[Pytorch]如何在Pytorch之中选择性Fine-Tuning（微调）模型的参数

本文链接：https://blog.youkuaiyun.com/kiva12138/article/details/112314838

在机器学习之中，使用预训练的模型是很常见的事情。但是如果直接使用预训练的模型进行使用的结果会很差，需要进行Fine-tuning，比如ResNet，ResNet3D等模型。那么如何才能在Pytorch之中进行FineTuning呢？下面以ResNet3D为例，说明如何有选择的进行FineTuning。

1. 模型的下载与加载

首先我们需要定义一个ResNet3D-101模型（PytorchVision之中并没有内置），并且下载好预训练的模型（直接在Github搜索ResNet3D Pretrained即可找到）。因为ResNet3D代码过长，因此这里只展示调用，具体代码在末尾给出。

model = ResNet(block=Bottleneck,
              layers=[3, 4, 23, 3],
              shortcut_type='B',
              num_classes=n_classes, # 自己决定
              sample_duration=sample_duration, # 序列长度
              sample_size=sample_size) # 图片大小
              
n_finetune_classes = 700 # 预训练的时候是700分类
pretrain = torch.load(pretrained_resnet101_path)
model.fc = nn.Linear(model.fc.in_features, n_finetune_classes)
model.load_state_dict(pretrain['state_dict'])
model.fc = nn.Linear(model.fc.in_features, n_classes)

上面代码是先定义了模型之后，再将模型的输出类别调整为和预训练的分类一致，再在载入之后替换回自己的分类。

2. 选择我们要Fine-Tuning的参数

假设我们只需要Fine-Tuning最后一层FC以及最后的一个卷积层。我们需要通过如下代码获取到我们需要的参数：

 ft_begin_index = 4 # 开始Fine-Tuning的层数
 ft_module_names = []
 for i in range(ft_begin_index, 5):
     ft_module_names.append('layer{}'.format(i))
 ft_module_names.append('fc')

 parameters = []
 for k, v in model.named_parameters():
     for ft_module in ft_module_names:  # fc
         if ft_module in k:
             parameters.append({'params': v})
             break
     else:
         parameters.append({'params': v, 'lr': 0.0})

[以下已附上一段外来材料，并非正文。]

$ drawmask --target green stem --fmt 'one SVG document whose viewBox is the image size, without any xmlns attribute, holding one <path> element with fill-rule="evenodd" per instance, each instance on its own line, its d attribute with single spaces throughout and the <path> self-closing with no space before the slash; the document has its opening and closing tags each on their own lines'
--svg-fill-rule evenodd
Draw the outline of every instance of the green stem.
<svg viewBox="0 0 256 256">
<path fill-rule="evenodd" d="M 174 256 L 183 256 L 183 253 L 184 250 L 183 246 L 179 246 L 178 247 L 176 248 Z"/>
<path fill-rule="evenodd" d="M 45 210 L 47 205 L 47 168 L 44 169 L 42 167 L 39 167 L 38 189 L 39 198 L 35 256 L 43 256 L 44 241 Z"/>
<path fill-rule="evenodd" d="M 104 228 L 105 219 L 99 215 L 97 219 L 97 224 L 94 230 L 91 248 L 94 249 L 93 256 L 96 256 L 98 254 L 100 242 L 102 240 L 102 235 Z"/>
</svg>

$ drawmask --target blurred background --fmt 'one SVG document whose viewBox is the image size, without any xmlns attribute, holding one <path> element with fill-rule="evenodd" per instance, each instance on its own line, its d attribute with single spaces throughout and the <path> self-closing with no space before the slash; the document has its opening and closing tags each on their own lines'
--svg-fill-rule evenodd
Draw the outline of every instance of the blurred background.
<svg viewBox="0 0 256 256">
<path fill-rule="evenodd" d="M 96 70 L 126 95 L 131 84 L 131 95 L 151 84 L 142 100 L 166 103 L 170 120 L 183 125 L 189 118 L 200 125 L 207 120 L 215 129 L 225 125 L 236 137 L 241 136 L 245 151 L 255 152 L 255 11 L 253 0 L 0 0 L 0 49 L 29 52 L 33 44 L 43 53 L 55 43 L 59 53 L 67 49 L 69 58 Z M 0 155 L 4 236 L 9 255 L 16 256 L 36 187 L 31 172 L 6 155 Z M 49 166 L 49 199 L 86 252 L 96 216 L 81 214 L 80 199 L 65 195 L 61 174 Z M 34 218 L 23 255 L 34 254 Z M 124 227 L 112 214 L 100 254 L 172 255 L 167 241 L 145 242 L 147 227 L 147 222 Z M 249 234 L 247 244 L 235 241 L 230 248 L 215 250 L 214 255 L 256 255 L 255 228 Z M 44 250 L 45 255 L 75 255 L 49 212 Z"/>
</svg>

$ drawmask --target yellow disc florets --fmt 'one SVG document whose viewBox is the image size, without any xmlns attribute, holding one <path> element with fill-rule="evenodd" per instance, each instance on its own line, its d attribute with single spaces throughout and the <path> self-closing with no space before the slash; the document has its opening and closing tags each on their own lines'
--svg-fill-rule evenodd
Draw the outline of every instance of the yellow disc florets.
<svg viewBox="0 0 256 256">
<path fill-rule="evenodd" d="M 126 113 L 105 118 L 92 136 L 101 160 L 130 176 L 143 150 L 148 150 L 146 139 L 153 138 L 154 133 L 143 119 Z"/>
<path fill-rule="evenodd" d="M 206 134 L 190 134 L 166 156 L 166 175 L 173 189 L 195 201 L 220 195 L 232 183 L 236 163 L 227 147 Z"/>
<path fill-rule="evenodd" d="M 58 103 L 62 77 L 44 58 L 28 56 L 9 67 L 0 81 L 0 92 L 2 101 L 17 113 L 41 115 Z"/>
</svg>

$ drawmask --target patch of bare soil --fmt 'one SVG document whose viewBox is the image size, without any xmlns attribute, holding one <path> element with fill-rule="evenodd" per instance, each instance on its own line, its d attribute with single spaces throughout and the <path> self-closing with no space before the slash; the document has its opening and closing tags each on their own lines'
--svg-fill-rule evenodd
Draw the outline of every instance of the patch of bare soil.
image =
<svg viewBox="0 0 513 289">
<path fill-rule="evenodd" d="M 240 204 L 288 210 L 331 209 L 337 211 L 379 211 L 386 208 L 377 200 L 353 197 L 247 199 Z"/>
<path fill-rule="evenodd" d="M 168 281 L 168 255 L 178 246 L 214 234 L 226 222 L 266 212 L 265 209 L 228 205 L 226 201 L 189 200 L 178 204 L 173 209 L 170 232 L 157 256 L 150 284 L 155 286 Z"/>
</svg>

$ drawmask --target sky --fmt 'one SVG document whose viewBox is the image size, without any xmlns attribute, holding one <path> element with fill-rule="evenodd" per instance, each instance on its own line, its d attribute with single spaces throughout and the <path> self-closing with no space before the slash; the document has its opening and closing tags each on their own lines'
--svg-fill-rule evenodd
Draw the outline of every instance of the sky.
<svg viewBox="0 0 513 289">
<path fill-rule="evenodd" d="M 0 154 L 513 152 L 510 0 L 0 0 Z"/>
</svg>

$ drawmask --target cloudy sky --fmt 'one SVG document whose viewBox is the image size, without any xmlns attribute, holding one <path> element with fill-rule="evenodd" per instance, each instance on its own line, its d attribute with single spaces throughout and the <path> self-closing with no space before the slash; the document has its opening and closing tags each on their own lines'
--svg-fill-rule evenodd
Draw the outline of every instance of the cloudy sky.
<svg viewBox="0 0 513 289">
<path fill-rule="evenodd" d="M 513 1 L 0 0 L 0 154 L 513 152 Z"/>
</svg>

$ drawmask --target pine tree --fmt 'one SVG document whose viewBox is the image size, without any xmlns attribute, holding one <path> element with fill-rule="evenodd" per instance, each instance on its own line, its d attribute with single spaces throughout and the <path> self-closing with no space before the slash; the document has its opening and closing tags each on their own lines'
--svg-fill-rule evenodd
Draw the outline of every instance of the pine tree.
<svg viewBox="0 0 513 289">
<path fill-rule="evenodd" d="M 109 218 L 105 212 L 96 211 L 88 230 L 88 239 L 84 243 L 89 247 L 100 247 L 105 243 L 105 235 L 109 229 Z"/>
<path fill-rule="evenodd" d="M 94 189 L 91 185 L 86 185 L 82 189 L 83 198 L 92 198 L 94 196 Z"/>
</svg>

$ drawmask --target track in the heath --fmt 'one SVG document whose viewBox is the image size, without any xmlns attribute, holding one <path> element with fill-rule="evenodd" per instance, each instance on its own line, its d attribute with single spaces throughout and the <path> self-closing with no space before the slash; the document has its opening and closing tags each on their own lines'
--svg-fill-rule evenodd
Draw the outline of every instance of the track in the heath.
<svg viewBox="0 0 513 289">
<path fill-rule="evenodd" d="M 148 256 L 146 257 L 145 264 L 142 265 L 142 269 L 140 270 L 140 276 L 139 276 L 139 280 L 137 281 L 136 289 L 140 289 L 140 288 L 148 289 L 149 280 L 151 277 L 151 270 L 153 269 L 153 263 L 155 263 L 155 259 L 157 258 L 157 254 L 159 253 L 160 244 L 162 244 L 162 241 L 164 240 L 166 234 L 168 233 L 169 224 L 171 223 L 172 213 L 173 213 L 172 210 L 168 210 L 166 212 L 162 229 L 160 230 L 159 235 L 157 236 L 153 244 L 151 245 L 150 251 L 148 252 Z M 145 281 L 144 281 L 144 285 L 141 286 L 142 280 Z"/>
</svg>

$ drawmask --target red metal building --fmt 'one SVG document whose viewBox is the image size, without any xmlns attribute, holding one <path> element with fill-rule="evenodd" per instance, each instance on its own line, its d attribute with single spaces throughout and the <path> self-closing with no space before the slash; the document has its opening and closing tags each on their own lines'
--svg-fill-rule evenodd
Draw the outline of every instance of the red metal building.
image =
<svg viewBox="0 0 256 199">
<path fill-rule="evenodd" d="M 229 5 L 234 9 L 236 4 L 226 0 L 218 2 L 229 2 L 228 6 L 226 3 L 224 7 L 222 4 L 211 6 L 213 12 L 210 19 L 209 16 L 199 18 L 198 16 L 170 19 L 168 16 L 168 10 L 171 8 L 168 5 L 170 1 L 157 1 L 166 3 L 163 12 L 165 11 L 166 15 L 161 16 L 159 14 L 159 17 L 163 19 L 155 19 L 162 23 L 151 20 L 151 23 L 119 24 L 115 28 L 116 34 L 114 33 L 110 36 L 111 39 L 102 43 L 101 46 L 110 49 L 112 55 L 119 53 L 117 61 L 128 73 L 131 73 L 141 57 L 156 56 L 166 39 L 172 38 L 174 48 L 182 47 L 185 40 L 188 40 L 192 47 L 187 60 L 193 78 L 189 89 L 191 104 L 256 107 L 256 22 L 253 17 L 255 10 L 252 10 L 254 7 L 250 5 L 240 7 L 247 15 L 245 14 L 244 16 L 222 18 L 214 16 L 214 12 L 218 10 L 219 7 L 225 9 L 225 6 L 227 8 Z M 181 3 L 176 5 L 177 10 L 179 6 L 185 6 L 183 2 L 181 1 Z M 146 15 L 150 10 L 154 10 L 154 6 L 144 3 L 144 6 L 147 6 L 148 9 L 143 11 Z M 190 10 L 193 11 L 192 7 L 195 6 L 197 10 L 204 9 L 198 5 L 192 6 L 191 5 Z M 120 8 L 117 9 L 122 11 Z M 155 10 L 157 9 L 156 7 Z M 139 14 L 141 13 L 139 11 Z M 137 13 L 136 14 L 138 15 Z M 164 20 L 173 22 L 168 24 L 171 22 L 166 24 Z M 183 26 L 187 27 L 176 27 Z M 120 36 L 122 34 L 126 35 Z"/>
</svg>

在上半段，我们先获取到了我们所有要微调的参数的名称（根据具体的模型案例来决定，但是ResNet几乎都完全一致）；在下半段，我们对于微调的参数设置lr为0，将其他的参数的lr不设置。

3. 使用SGD Optimizer验证

我们以及获取到了要微调的参数，我们可以使用SGD来验证一下是否只训练这些参数：

optimizer = torch.optim.SGD(parameters, lr=0.1)
for param_group in optimizer.param_groups:
    print(param_group['lr'])

然后我们从输出结果可以看到，只有我们需要微调的几个参数的学习率为0.1，其余全部为0.0 。

0.0
0.0
....
0.1
0.1

由此，我们便可以进行下一步的训练了。

Last. ResNet3D-101 模型

import torch
import torch.nn as nn
import torch.nn.functional as F
from functools import partial
import math


def conv3x3x3(in_planes, out_planes, stride=1):
    # 3x3x3 convolution with padding
    return nn.Conv3d(in_channels=in_planes,
                     out_channels=out_planes,
                     kernel_size=3,
                     stride=stride,
                     padding=1,
                     bias=False)


class Bottleneck(nn.Module):
    expansion = 4

    def __init__(self, in_planes, planes, stride=1, downsample=None):
        super(Bottleneck, self).__init__()
        self.stride = stride

        self.conv1 = nn.Conv3d(in_planes, planes, kernel_size=1, bias=False)
        self.bn1 = nn.BatchNorm3d(planes)
        self.conv2 = nn.Conv3d(planes,
                               planes,
                               kernel_size=3,
                               stride=stride,
                               padding=1,
                               bias=False)
        self.bn2 = nn.BatchNorm3d(planes)
        self.conv3 = nn.Conv3d(planes,
                               planes * self.expansion,
                               kernel_size=1,
                               bias=False)
        self.bn3 = nn.BatchNorm3d(planes * self.expansion)
        self.relu = nn.ReLU(inplace=True)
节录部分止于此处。